Mary Whitman is an Assistant Professor in the Department of Ophthalmology at Harvard Medical School and an Ophthalmologist at Boston Children’s Hospital in Boston, Massachusetts. She received her undergraduate degree in Biochemical Sciences with honors from Harvard College and her MD and PhD in Neurobiology from Yale University. She completed clinical training in ophthalmology at Columbia University/New York Presbyterian Hospital in New York and pediatric ophthalmology at Boston Children’s Hospital.
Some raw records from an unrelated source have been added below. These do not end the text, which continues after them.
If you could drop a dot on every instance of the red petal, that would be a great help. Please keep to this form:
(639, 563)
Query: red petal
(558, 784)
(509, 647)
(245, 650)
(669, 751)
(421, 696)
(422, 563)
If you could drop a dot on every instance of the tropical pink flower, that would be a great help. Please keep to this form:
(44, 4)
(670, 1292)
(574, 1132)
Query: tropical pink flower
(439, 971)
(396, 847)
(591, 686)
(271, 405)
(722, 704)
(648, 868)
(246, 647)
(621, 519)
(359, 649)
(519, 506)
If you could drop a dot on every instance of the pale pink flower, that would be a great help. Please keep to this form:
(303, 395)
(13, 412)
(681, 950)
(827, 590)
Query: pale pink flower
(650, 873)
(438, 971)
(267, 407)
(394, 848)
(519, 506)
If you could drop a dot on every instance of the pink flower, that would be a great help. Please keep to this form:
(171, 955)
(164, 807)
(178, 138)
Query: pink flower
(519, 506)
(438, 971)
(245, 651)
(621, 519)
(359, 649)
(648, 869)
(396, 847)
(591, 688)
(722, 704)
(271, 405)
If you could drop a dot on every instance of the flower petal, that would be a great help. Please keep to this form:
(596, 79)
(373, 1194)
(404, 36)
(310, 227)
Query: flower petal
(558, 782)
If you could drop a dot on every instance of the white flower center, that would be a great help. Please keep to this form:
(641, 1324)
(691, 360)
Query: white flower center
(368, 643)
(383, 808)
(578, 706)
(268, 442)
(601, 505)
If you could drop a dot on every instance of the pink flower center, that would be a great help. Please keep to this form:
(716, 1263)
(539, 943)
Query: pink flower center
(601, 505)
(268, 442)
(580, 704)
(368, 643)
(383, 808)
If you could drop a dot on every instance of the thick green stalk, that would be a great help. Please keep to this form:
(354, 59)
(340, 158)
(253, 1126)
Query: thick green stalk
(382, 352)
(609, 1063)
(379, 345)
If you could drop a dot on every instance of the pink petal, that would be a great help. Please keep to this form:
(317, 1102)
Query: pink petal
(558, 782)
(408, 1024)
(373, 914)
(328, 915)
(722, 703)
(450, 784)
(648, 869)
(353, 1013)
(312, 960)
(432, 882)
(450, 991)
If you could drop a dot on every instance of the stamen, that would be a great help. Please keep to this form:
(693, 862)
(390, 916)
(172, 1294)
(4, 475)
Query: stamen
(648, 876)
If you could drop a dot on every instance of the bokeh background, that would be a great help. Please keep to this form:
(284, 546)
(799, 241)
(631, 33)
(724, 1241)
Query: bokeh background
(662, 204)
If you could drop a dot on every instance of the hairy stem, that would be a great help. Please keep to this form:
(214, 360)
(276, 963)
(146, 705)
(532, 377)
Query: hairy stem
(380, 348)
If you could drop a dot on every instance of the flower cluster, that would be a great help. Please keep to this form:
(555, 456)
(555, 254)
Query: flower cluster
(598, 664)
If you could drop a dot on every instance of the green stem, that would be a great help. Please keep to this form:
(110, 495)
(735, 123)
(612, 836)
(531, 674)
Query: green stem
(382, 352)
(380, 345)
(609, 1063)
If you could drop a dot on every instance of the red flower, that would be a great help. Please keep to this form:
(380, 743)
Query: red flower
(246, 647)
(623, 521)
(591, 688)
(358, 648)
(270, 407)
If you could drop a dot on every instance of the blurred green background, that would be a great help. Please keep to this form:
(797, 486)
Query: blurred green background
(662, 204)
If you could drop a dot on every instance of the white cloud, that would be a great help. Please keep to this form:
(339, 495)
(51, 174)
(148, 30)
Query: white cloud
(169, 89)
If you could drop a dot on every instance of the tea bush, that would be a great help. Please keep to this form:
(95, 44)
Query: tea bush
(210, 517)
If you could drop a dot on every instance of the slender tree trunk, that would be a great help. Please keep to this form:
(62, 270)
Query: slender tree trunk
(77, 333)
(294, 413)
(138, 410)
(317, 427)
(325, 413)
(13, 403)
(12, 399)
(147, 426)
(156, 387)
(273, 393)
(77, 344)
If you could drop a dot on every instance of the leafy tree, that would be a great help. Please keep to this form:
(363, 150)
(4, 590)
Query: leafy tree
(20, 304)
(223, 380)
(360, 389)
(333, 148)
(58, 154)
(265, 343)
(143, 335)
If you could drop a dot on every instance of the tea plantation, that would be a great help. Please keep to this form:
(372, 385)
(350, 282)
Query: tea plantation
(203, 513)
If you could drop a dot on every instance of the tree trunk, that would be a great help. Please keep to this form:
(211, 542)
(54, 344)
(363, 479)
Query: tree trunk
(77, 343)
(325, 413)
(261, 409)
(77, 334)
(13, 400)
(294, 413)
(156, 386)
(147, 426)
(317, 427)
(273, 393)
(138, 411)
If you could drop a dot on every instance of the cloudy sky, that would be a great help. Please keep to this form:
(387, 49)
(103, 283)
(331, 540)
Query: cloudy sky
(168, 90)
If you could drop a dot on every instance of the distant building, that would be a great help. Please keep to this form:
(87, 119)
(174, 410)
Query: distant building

Dr. Whitman is one of relatively few pediatric ophthalmologists in the US who combines clinical care with basic research. Her clinical practice includes care and surgery of pediatric and adult strabismus patients. She is also the ophthalmology expert in the Precision Medicine Service, a multidisciplinary group utilizing genetics to inform care of rare or difficult-to-diagnose disorders of the eye. Her research interests include the development of the ocular motor system, particularly on defining the molecular cues that guide ocular motor nerves to their extraocular muscle targets. She also studies the genetic causes of both rare and common forms of strabismus.
Dr. Whitman is the recipient of a K08 award. She has previously been awarded a Knights Templar Pediatric Ophthalmology Career Starter grant, a Harvard Vision Clinical Scientist Development Program Scholarship, and—most recently—the ARVO/Alcon Early Career Clinician-Scientist Award. Nationally, Dr. Whitman serves on the Genetic Eye Disease Committee of the American Association of Pediatric Ophthalmology and Strabismus (AAPOS).